Canaa - Une parenthese, quand on y pense un peu, on marche la ou Jesus a foule la region un peu partout de ses saintes sandales. La ou tsahal a transforme l'eau en sang.

Une vingtaine de femmes en deuil sont venues se recueillir sur le lieu erige en mausolee, proche de l'immeuble 3 etages ou ont peri 25 enfants en juillet. Des petites chaises de jardin sont disposees. Sur chacune d'elle, la photo du petit disparu et un bouquet de fleurs. Moment de recueillement.

Des drapeaux libanais et des drapeaux du Hezbollah flottent autour du mausolee. Des tirs de roquette sont partis d'ici. Le resultat fut une punition collective.

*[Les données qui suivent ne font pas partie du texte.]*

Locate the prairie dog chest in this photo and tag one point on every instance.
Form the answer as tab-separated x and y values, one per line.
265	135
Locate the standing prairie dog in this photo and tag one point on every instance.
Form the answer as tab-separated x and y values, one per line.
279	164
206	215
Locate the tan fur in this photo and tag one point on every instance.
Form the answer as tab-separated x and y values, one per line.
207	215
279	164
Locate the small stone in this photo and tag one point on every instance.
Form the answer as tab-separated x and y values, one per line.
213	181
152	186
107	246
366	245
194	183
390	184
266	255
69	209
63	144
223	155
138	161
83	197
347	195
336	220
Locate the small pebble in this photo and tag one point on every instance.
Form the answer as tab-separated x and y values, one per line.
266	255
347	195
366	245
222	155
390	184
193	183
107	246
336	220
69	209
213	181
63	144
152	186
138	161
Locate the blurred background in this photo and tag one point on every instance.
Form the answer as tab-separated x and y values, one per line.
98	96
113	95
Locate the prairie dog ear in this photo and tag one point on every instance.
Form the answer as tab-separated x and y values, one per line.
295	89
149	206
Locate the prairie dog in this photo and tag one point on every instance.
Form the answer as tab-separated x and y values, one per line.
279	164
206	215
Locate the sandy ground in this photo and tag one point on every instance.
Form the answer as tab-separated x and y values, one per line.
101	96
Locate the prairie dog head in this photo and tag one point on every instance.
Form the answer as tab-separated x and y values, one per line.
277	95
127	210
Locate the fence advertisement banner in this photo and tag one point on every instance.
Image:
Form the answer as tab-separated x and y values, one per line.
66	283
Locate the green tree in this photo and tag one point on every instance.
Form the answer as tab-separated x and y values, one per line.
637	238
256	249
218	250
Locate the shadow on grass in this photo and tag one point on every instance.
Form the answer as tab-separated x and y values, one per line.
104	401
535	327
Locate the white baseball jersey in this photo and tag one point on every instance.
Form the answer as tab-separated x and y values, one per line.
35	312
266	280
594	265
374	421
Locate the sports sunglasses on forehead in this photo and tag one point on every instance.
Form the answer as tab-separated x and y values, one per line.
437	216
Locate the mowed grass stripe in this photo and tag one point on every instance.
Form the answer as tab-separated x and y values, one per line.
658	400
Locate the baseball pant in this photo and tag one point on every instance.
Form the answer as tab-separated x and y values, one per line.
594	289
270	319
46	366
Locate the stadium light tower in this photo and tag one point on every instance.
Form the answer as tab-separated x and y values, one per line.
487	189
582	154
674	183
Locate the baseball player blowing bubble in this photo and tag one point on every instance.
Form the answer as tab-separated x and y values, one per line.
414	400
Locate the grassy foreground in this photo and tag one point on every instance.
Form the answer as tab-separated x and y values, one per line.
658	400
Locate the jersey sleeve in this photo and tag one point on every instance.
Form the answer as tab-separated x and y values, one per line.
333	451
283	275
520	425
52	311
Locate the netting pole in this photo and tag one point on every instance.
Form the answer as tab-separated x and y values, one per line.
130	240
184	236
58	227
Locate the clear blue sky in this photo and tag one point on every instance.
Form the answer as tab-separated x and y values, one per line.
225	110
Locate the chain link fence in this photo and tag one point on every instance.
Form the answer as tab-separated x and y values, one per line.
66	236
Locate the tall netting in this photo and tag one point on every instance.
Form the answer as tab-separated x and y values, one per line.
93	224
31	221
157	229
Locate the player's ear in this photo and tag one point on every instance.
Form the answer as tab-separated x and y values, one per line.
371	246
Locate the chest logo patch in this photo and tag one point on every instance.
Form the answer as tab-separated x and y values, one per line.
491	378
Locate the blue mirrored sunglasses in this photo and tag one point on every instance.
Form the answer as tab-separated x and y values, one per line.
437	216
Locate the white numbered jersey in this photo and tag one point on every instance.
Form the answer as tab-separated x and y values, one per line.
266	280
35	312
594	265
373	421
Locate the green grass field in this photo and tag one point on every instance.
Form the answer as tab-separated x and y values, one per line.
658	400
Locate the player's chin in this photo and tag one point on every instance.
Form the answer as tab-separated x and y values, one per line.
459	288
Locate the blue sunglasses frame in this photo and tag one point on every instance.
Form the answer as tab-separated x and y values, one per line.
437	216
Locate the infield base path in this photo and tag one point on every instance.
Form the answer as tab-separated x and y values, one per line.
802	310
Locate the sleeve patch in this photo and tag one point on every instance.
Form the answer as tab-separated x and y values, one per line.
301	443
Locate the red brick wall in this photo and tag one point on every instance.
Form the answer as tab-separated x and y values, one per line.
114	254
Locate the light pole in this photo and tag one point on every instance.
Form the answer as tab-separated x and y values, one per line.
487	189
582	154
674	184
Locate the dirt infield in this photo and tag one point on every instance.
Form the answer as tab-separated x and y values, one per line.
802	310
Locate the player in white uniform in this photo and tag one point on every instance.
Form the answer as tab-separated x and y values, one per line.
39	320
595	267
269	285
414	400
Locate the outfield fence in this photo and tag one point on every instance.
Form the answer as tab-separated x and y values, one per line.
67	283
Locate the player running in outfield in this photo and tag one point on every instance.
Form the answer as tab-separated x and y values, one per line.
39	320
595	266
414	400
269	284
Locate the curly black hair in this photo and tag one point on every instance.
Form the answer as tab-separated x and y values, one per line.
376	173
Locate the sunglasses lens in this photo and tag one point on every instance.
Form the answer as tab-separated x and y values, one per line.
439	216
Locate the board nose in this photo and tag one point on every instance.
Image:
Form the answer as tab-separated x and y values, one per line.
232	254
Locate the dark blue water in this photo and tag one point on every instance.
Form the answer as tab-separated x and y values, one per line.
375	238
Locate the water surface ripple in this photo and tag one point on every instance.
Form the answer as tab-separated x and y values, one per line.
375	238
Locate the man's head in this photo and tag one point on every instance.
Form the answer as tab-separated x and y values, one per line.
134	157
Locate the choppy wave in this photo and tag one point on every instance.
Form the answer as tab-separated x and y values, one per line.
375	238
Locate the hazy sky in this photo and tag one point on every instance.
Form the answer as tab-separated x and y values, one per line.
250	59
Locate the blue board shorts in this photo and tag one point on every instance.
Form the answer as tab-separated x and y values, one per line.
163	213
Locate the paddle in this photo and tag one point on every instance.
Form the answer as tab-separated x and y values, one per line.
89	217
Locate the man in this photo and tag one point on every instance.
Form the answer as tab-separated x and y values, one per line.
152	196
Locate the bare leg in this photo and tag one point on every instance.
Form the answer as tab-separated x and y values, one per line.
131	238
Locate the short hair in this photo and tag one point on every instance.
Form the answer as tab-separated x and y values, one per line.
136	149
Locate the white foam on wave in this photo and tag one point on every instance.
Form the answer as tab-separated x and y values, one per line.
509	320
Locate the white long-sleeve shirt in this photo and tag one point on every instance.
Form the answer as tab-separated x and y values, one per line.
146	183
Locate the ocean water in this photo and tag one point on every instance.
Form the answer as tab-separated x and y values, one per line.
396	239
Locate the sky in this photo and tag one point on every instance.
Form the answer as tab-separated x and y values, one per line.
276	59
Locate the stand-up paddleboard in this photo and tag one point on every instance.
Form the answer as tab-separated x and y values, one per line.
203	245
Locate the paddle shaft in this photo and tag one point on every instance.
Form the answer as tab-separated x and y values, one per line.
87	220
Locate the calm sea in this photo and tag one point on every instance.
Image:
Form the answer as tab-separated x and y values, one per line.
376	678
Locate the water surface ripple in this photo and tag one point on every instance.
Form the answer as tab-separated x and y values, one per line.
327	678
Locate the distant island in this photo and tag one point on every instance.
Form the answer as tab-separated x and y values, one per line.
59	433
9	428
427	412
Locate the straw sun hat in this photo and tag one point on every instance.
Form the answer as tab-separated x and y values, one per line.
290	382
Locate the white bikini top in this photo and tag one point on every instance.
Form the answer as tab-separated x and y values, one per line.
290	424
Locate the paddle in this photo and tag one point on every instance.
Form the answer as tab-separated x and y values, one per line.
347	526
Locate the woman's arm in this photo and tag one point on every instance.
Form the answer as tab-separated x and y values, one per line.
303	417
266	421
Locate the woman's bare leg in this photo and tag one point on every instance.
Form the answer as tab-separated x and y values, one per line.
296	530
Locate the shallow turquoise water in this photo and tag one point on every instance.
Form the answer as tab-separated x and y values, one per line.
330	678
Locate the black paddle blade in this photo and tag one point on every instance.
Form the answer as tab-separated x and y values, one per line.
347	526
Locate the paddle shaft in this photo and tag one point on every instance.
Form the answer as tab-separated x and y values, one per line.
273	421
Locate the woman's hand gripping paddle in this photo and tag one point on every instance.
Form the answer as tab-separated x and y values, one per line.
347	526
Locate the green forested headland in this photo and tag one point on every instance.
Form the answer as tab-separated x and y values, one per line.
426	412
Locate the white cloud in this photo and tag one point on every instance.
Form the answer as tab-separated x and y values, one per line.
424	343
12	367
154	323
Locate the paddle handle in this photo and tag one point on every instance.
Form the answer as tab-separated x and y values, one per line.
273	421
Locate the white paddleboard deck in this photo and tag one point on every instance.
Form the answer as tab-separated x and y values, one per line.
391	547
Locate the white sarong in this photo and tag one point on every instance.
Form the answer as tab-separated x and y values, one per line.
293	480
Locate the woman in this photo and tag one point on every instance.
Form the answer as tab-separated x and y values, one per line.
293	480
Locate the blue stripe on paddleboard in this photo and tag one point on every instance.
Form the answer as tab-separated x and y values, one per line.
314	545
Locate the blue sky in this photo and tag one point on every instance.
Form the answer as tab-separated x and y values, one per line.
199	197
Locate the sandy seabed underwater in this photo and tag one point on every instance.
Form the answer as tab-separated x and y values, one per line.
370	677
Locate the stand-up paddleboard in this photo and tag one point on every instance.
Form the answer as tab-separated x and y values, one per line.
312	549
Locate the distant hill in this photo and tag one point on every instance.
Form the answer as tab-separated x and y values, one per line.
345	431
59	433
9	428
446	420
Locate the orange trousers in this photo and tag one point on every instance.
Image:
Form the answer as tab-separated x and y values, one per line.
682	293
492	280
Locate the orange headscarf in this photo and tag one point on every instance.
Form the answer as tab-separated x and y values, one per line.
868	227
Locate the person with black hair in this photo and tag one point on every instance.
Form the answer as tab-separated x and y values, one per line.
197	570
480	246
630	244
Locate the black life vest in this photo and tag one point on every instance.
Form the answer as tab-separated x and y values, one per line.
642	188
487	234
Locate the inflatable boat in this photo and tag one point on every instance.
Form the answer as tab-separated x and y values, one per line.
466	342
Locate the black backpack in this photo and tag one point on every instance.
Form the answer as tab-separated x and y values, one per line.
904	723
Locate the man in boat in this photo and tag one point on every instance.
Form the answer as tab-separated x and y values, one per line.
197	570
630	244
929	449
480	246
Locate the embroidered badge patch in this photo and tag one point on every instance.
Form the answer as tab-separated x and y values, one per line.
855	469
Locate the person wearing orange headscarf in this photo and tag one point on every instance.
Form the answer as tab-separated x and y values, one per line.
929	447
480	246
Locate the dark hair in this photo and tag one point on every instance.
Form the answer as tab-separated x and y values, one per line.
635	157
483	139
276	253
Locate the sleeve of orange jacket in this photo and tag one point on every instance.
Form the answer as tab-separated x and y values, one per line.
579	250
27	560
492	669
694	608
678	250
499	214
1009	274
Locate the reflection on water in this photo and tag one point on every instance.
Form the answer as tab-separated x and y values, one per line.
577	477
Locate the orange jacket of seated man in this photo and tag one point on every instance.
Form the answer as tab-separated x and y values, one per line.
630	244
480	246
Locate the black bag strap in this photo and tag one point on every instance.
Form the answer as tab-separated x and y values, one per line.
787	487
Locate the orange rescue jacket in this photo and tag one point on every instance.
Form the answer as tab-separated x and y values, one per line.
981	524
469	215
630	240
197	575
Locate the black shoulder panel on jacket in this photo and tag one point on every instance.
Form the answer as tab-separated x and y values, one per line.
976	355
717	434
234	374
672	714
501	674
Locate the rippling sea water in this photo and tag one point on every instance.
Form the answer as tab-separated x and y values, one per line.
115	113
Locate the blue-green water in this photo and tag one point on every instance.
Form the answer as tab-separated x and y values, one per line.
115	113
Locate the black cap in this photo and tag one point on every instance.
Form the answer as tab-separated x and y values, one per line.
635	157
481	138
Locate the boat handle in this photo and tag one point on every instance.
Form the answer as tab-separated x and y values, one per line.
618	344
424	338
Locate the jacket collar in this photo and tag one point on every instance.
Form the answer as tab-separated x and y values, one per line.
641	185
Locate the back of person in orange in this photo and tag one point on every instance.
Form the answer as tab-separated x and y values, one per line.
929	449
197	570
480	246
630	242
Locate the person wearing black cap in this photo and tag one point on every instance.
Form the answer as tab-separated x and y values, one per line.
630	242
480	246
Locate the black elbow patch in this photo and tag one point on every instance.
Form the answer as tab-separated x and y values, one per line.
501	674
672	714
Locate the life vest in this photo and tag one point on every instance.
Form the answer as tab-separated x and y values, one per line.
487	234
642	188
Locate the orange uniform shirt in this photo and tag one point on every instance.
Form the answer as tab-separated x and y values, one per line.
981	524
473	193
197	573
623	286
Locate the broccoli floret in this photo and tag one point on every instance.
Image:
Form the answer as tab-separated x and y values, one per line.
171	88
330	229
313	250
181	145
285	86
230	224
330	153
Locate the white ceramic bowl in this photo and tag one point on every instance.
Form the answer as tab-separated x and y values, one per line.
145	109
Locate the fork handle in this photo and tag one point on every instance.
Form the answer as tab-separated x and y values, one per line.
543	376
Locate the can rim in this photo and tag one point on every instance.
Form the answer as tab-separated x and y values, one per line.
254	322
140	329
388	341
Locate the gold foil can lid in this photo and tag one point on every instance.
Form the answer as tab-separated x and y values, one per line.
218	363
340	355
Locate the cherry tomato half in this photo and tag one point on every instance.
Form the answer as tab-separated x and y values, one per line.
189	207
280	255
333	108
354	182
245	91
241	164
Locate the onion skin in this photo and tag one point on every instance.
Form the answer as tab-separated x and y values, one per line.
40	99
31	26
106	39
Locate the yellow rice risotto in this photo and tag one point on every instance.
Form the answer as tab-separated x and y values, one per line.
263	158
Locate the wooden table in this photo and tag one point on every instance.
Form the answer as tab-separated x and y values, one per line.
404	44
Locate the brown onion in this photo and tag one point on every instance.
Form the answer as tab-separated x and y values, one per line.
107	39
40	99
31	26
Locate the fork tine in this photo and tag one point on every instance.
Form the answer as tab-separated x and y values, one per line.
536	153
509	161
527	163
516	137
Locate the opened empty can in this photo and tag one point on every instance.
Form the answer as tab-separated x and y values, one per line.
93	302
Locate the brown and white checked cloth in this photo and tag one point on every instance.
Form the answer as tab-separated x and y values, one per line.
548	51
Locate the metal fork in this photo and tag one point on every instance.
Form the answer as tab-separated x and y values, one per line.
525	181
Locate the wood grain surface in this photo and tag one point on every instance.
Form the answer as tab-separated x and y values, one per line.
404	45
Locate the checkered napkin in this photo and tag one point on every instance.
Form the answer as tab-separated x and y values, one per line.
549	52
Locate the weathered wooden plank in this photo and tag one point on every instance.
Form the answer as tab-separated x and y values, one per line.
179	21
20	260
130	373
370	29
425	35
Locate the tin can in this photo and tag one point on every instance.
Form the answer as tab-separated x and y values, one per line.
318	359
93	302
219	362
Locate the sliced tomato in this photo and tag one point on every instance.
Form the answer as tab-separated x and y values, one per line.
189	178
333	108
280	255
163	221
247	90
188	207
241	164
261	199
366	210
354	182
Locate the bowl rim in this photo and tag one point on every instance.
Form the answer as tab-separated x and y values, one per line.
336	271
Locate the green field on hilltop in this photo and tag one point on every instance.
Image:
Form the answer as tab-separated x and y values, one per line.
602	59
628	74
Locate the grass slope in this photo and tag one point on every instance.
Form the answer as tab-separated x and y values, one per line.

Face a la loi du plus fort, quand ce dernier ne connait que sa propre loi, ne reste au plus faible que d'utiliser des moyens hors-la-loi. C'est ce qu'on apelle communement "terrorisme". Mais le plus fort a-t-il le droit d'utiliser des moyens hors-la-loi pour imposer sa loi ? Le pendant du mot terrorisme dans le droit du plus fort ne s'apelle-t-il pas "crime de guerre" ? Peut-etre qu'un jour des tribunaux se pencheront sur ce qui s'est passe a Qana. On peut toujours esperer.

4 commentaires:

Anonyme a dit…

Tu devrais faire reporter de guerre ;-)
Ceci dit, je suis 100% d'accord avec ta conclusion.

Anonyme a dit…

Coucou!

Contente de te savoir toujours vivant!:)
Vraiment bien ton article! (D'accord avec le commentaire précédent)...
Quels sont tes projets?
Sois prudent!
Bises pluvieuses
Julie

Anonyme a dit…

salut davor :)

ben moi, j'aimerais savoir ce que tu veux dire quand tu écris : "Monsieur Roger n'aime pas le Hezbollah, mais il faut bien avouer qu'ils se sont bien battus.", où c'est moi qui souligne... envoyer des roquettes sur des villes, c'est bien se battre ?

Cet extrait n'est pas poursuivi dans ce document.